To illustrate how completely Amazon is upending shopping, consider a recent product hunt of mine. As a result of the wintertime lethargy known as seasonal affective disorder, or SAD, I tend to become an unproductive gloomy Gus whenever the sun goes away. Late last year, I came upon a writer named David Chapman who’d rigged up a SAD treatment supposedly much more effective than the “light therapy” boxes sold to mitigate the condition.
Chapman had purchased a set of extremely bright LED lightbulbs from Amazon – lights “designed for off-road SUV driving at night” – and mounted them to the ceiling of his home office, illuminating his indoor space to nearly the brightness of the outdoors.

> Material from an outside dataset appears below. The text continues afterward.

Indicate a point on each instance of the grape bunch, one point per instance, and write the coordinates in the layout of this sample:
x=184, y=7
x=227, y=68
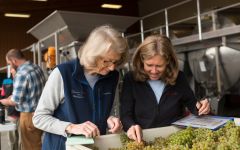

Lightbulbs this bright would have been prohibitively expensive not long ago, but (thanks to environmental rules Donald Trump wants to do away with) energy-efficient LEDs have revolutionized indoor lighting, and Amazon has become a thriving marketplace for the new bulbs. On Amazon, Chapman had spotted a product opportunity not apparent to the market – thanks to cheap, widely available LEDs, it’s now possible to illuminate indoor spaces to a level so bright that it can reduce wintertime blues.
Naturally, I had to try it out. And so, over the holidays, I spent a couple hundred dollars buying loads of different very-bright LEDs from Amazon. Alas, the result was not too exciting: I got my office as bright as the sun, but after a few weeks of sitting in the glare, I noticed at best a minimal improvement in my mood.
Which brings me to the really amazing part: After using the lights for a couple of weeks, I packed them up and sent them back. Amazon is a trillion-dollar retailing phenomenon that has transformed almost everything about the way Americans shop, but sometimes it seems to operate as a charitable operation for well-off consumers who just want to try out this or that high-priced consumer fancy.
Consider all the resources Amazon put into my lighting purchase: The company had stocked its store with niche, highly advanced electronics; it had spent billions on a shopping infrastructure capable of shipping those products to me overnight; and it had spent heavily on marketing, including doling out affiliate marketing fees to bloggers like Chapman, in order to bring customers like me to its store.
Yet, after all that, I’d decided to use the company essentially as a kind of product lending library. I purchased a variety of expensive items I had only marginal interest in keeping for the long term, I’d opened the boxes and got my sticky hands all over them, and when I grew tired of them, I sent them back like so much used laundry.
How much had the company made on me? Not a penny – at least, not that time. Which, of course, is the bet: The more absurdly convenient Amazon is to me, the more likely I will be to spend more of my money there next time. And to balk, it hopes, when the next president floats a plan to break apart the everything store.
Farhad Manjoo is a columnist for The New York Times.